Through the eyes of: Candi Tomlinson-CCN food pantry

According to the 2010 census, Isabella County has 29.7% of its residents living at or below the poverty line, which is nearly 21,000 people. In an effort to alleviate this burden, Mt. Pleasant’s Community Compassion Network (CCN) provides 50-70 pounds of food to 800-900 families per month.

To aid those suffering from poverty, the CCN held its semimonthly Mobile Food Pantry at Finch Fieldhouse on March 24. An anonymous sponsor helped to bring in more than 14,000 pounds of food for the impoverished families within the community to the event, hosted by Program Board. The guests were treated to coffee and games of bingo while they waited.

Central Michigan University alumni Candi Tomlinson has been coming to the CCN food pantries regularly for about two years.

“[The pantry] is wonderful,” Tomlinson said. “I’d be lost without them.”

Tomlinson admits that she lived an affluent life, but after her former husband passed away, it left her to now live on social security and work every day as a substitute teacher.

With almost 17 years of experience in the field of broadcasting and public relations, Tomlinson chose to stay at home and raise her son.

“Now, I can’t get back into my field,” Tomlinson said. “I’m living below the poverty line with almost a master’s [degree].”

While not regretting taking the time to raise her son, she urges younger students and mothers to “keep your hands in the pot” so when you want to get back into your career, after having a child, you can.

Tomlinson recalls her undergraduate time here at CMU, with working three jobs and constantly falling asleep in Dr. Peter Orlik’s 8 a.m. among many fond memories.

“The experiences I had at Central prepared me for my life and for that I’m very grateful,” Tomlinson said.

CCN Intern Bethany Juen, who’s been with the organization since January, mentioned that the volunteer turnout fluctuates depending on the location. With the event being at Finch Fieldhouse, more Central students from fraternities and sororities showed up to volunteer.

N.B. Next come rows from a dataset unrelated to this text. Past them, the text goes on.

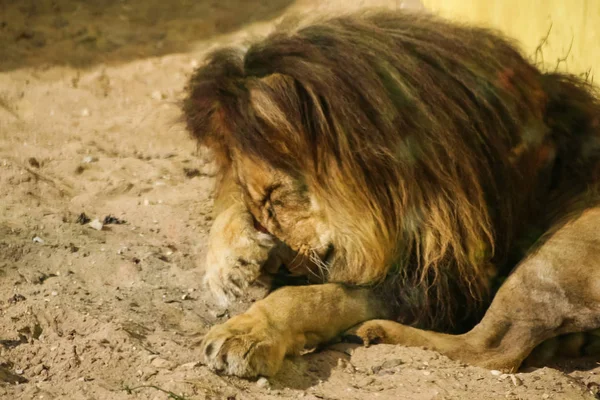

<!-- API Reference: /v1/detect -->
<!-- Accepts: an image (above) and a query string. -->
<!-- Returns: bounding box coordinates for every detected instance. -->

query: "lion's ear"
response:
[182,48,248,168]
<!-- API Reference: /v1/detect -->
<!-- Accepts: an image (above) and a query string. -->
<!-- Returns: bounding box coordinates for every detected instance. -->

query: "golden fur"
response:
[184,11,600,374]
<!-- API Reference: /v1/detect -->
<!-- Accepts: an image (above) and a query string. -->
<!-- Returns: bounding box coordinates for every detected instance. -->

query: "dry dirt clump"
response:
[0,0,600,400]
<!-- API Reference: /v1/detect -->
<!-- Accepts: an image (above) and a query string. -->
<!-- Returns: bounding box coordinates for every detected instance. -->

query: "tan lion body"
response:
[184,13,600,377]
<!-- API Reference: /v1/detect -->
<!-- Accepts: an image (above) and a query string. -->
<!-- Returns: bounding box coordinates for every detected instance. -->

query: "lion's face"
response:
[234,156,332,263]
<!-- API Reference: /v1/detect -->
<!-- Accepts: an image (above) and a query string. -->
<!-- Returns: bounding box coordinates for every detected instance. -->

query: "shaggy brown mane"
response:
[184,10,600,329]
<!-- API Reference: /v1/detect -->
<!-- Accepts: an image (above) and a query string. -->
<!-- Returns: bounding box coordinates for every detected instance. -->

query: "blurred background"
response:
[0,0,600,73]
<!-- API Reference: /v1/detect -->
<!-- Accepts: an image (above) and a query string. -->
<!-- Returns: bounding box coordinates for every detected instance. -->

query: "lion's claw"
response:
[201,314,286,378]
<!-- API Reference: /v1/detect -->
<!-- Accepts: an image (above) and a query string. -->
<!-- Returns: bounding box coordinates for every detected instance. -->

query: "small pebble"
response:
[89,219,104,231]
[150,357,175,369]
[510,374,523,386]
[81,156,98,164]
[256,377,269,389]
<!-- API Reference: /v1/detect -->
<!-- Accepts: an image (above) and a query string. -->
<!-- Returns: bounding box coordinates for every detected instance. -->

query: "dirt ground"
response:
[0,0,600,400]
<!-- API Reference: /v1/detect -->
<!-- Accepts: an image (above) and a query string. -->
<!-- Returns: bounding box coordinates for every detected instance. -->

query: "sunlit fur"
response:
[184,10,600,329]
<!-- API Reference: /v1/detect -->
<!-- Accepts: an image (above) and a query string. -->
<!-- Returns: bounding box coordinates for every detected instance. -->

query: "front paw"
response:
[343,320,390,347]
[201,314,287,378]
[204,258,261,307]
[204,205,275,307]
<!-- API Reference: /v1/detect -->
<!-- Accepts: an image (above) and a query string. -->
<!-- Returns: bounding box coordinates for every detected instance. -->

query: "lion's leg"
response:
[197,283,386,377]
[356,209,600,371]
[204,170,276,306]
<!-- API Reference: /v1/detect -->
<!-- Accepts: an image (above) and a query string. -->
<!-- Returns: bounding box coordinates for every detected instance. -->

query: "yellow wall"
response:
[422,0,600,79]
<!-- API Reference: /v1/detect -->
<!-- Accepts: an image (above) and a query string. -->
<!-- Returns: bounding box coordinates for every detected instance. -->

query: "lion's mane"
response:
[184,11,600,329]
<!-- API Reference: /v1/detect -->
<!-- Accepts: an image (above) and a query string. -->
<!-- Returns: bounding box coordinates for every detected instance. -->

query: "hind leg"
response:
[354,208,600,371]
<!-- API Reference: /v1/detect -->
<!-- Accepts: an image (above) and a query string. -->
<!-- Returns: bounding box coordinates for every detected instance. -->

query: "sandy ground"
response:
[0,0,600,400]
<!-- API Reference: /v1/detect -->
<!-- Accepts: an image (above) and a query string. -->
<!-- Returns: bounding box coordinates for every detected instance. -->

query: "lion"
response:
[183,10,600,378]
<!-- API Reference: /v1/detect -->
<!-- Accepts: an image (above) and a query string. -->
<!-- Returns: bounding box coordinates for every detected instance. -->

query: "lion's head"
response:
[184,11,596,326]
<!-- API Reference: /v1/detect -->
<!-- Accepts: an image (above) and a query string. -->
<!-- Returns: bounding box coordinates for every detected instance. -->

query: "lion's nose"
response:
[252,217,271,235]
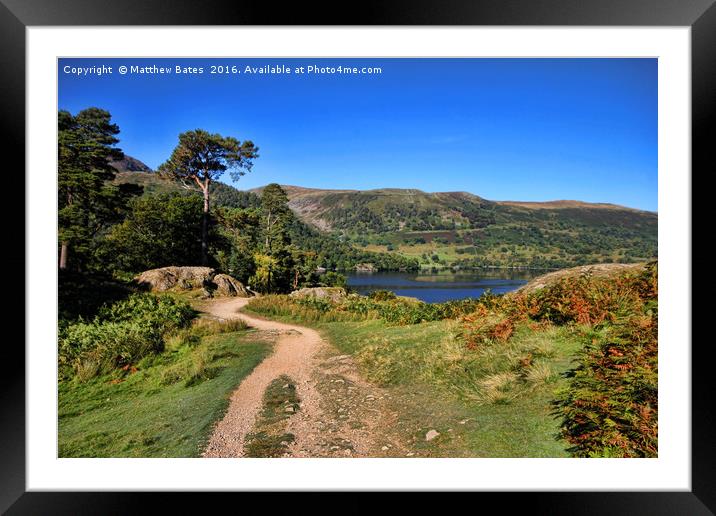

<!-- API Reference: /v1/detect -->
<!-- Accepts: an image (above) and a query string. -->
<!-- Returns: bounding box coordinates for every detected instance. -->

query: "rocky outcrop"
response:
[134,266,251,297]
[515,263,646,294]
[289,287,347,302]
[213,274,252,297]
[355,263,378,272]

“I like the way it connects everybody from fraternities, sororities, local businesses, churches, and community members,” Juen said. “Seeing everyone come together; that’s really what Community Compassion Network is, it’s connecting people.”

Westland freshman Becca Lawrukovich and member of Zeta Theta Pi, a service sorority, was volunteering for a second time with the Mobile Food Pantry.

“I just like seeing all the people who are here and see them get food when they normally might not,” Lawrukovich said.

CCN is a nonprofit organization formed in 2005, which is entirely privately funded and ran by volunteers. The group has about 20 steady people who volunteer regularly and at any given event over 50 other volunteers show up.

In 2011, CCN provided 650,000 pounds of food for families in Isabella County.

According to CCN’s website they state: “It could be you.  It could be me.  So many of us are one or two or three paychecks away from needing help. We want to provide that help.”

Community Compassion Network’s vision is that “all will be adequately fed, clothed, housed and know the love of Christ.”